So sure, I understand that with an oracle for 3-coloring, one could solve arbitrary instances of 3SAT in polynomial time. But why would I assume the converse holds, that I can solve arbitrary instances of 3-coloring provided an oracle for 3SAT?

Yes, the converse holds, because 3SAT is also NP-complete. But that is a separate fact, which requires a separate proof. Of course, that proof exists: it's typically proven by taking an arbitrary NP Turing machine and writing a Boolean formula that says "That machine accepts its input." Indeed something has to be proven NP-complete by this kind of method. We couldn't claim that all problems in NP can be reduced to complete problems just by reducing complete problems between themselves: at some point, you do have to prove that all NP problems do reduce to some specific complete problem.

To see why don't get the converse for free, consider reductions outside NP. Because NP$\,\subset\,$NEXP (nondeterministic exponential time), any problem in NP can be reduced to any NEXP-complete problem. However, we know that the converse reduction, from a NEXP-complete problem to an NP problem, cannot exist: that would imply that NP=NEXP but we know that those two classes are different, by the time hierarchy theorem.

The 3SAT $\leq_p$ 3-coloring reduction, of course, requires the use of special and restricted graphs where a 3-coloring exists iff a satisfying assignment for the 3SAT problem exists.

Doesn't this conflict with statements (at least I thought I heard in CS classes) saying that an oracle for 3SAT would prove P = NP? Might it not be the case that such an algorithm would be worthless for solving families of 3-coloring problems?

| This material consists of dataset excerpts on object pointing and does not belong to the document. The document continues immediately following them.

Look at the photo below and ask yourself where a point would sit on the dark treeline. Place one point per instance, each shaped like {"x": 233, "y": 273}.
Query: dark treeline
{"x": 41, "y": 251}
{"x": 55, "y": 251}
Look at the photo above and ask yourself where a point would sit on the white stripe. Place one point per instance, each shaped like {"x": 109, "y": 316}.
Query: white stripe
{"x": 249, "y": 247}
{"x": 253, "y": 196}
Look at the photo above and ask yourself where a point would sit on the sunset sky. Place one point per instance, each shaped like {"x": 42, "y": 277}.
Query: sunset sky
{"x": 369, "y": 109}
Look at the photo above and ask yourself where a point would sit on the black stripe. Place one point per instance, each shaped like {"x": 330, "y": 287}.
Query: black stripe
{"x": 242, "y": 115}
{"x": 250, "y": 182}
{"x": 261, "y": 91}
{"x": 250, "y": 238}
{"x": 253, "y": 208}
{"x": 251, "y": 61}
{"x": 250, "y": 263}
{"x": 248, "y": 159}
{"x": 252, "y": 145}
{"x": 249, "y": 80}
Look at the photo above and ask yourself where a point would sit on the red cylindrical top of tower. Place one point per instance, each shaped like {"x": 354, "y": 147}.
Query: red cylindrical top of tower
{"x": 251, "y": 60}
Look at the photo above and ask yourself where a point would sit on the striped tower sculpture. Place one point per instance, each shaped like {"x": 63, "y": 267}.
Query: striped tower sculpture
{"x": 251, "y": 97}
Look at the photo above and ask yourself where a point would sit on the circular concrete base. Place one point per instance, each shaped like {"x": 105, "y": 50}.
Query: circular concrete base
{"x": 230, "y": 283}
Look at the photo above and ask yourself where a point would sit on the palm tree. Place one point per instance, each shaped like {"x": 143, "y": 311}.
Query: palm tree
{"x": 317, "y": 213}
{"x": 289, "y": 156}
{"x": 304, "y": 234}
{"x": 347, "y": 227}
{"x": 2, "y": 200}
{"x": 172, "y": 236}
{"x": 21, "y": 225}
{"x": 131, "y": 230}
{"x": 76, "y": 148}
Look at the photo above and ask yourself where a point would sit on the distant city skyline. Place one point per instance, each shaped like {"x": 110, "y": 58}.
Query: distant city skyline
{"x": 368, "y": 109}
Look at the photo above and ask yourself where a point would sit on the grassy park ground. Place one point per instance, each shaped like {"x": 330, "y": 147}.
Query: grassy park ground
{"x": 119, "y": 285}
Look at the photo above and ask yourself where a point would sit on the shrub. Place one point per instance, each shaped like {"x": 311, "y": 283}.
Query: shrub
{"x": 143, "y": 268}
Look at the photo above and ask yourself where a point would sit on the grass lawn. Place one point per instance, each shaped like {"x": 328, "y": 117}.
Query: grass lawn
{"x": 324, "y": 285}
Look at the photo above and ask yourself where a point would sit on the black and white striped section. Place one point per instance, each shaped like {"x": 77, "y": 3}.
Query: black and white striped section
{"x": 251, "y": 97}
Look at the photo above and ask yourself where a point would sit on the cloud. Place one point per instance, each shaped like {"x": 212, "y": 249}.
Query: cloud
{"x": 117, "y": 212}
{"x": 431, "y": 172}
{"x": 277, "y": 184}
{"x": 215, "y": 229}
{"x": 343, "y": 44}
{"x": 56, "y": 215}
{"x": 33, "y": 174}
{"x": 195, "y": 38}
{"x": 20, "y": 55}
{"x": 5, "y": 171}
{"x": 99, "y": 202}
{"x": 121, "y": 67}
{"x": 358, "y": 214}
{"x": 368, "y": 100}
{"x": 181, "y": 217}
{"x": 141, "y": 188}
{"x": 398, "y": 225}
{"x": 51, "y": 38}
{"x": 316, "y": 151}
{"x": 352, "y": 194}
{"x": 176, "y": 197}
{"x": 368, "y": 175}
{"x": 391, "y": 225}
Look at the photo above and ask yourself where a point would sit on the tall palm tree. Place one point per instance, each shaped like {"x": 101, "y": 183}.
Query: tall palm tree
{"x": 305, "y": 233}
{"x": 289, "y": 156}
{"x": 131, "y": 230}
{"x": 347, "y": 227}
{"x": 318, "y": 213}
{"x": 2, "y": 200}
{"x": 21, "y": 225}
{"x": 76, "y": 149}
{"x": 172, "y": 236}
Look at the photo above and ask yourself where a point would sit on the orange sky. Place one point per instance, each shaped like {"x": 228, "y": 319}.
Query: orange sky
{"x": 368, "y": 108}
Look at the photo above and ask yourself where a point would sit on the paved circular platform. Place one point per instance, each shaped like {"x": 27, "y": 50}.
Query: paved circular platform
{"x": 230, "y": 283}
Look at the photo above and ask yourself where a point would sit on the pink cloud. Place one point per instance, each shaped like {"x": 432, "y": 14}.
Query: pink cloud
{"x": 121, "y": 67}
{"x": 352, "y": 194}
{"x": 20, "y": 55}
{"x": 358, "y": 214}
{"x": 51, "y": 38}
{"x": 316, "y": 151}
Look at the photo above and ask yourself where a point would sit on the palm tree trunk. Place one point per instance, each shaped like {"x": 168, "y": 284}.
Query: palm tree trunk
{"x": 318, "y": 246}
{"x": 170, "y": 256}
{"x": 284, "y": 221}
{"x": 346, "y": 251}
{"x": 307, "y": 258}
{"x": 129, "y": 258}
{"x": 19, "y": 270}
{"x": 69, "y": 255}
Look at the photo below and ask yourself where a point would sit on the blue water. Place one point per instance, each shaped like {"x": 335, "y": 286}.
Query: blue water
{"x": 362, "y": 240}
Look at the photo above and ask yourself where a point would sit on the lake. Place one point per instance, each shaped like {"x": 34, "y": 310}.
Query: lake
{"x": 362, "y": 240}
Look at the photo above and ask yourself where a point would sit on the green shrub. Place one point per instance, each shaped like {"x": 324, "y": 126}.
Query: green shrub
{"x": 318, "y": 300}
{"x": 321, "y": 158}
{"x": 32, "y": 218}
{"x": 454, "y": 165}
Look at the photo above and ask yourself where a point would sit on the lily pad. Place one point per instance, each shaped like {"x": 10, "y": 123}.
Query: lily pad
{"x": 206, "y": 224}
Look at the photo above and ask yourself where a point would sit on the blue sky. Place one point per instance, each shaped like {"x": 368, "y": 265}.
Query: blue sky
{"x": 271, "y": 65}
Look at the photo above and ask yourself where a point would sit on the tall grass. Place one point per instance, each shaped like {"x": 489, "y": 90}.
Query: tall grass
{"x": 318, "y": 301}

What you (should have!) heard in class is that having a deterministic polynomial time algorithm for 3SAT would prove that P=NP. But remember what an oracle is. An oracle is an add-on to your Turing machine with the following property: if you write a 3SAT instance onto the oracle's tape, you can "push a button" and, in one time step, the oracle will tell you whether that formula is satisfiable or not. So, the fact that 3SAT is NP-complete means that NP is equal to the class of problems that can be solved in polynomial time by a deterministic Turing machine with an oracle for 3SAT. However, that is not P: P is the class of problems that can be solved in polynomial time by a deterministic Turing machine with no oracle at all. In symbols, you've proved that NP=P3SAT, not that NP=P.

However, if you can prove that 3SAT is in P, i.e., that there is a deterministic polynomial time algorithm (without using oracles) for 3SAT, then you have proven that P=NP. The reason is that, now, you can go back to your proof that NP=P3SAT and replace all the oracle calls with a "subroutine" that just solves the 3SAT instance you wrote to the oracle's tape.

Doesn't this imply some kind of hierarchy of NP-complete problems?

Not really, no. However, there is a hierarchy of NP-complete problems. I already alluded to that above by using the time hierarchy theorem to separate NP and NEXP. But the time hierarchy theorem is a little more powerful than that: it also tells us that NTIME($n^k$)$\neq$NTIME($n^{k+1}$). That is, for all $k$, there are things that you can do nondeterministically in $O(n^{k+1})$ steps that you can't do in $O(n^{k})$ steps (the same is true for deterministic machines). That gives you a hierarchy right away.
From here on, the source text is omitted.